If defective genes make someone sick, why not just edit out the malfunctioning versions and add in ones that work? That’s the idea behind gene therapy — but it hasn’t lived up to its promise.
For one thing, controlling where a gene is added into the genome is difficult, and randomly inserted genes can disrupt others, fouling up their functions or causing cancers. Also, current gene-editing methods don’t completely shut down bad genes.
A technique based on the immune systems of bacteria and archaea, another kind of microorganism, may soon provide solutions.
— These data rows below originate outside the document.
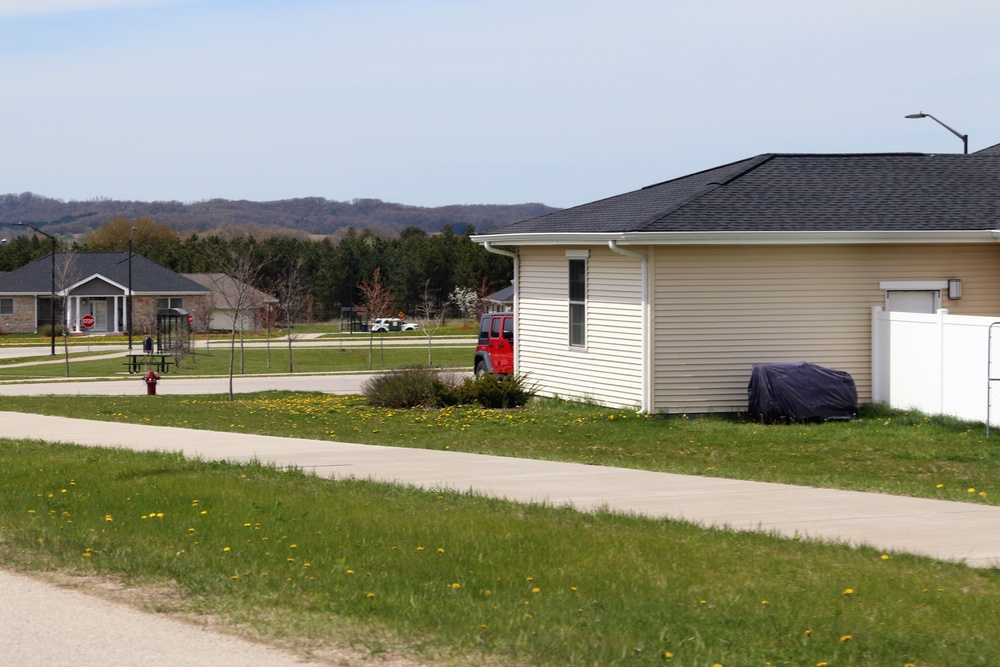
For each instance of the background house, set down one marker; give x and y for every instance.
(96, 284)
(665, 297)
(235, 301)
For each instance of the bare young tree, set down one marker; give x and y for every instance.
(238, 293)
(292, 292)
(430, 315)
(376, 301)
(67, 274)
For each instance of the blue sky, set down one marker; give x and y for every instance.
(440, 102)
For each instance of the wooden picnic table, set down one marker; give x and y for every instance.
(139, 362)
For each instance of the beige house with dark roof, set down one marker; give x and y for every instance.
(664, 298)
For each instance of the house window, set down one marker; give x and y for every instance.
(577, 302)
(172, 302)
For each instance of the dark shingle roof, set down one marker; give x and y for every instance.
(774, 192)
(147, 277)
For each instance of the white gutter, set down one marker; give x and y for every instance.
(744, 238)
(644, 344)
(517, 325)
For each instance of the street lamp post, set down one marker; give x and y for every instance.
(128, 318)
(52, 303)
(963, 137)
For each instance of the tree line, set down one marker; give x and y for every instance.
(414, 266)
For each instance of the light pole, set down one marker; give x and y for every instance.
(963, 137)
(52, 304)
(128, 319)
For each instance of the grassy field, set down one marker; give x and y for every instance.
(887, 451)
(215, 361)
(450, 578)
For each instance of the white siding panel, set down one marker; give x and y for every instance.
(719, 310)
(608, 370)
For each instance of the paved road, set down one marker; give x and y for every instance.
(332, 384)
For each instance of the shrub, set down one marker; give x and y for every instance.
(416, 386)
(404, 388)
(490, 391)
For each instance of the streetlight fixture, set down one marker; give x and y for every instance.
(963, 137)
(52, 303)
(128, 319)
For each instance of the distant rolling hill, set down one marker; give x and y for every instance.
(309, 215)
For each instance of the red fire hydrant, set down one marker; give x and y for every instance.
(151, 379)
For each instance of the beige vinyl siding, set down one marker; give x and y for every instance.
(609, 368)
(719, 310)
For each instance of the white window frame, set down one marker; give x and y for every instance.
(577, 307)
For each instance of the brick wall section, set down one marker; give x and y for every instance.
(23, 319)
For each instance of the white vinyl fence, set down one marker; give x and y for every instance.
(938, 364)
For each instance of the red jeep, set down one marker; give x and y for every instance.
(495, 351)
These microbes essentially keep mug shots of dangerous viruses in their DNA, storing snippets of viral genes between certain repeated segments of their own genes in a natural biological process known as CRISPR, for clustered regularly interspaced short palindromic repeats. Using CRISPR, single-celled organisms recognize a viral invader and activate proteins that shred its DNA into pieces.
Beginning in 2012, researchers learned to modify this mechanism to precisely target unwanted genes rather than viruses. It works as a “molecular scalpel,” says North Carolina State University’s Rodolphe Barrangou, one of the researchers who discovered CRISPR’s immune function. After CRISPR enzymes cut DNA in exactly the right spot, the cell’s normal fix-it mechanisms kick in either to delete a bad gene or stitch in a desirable gene from new DNA that the researchers have added to the cell.
In 2013, CRISPR passed two important tests: It works in human cells, and it can target several genes at once. CRISPR might be used to remove dysfunctional genes in illnesses like Huntington’s disease or to modify crops and plants for biofuels, all faster and more cheaply than other gene-editing techniques.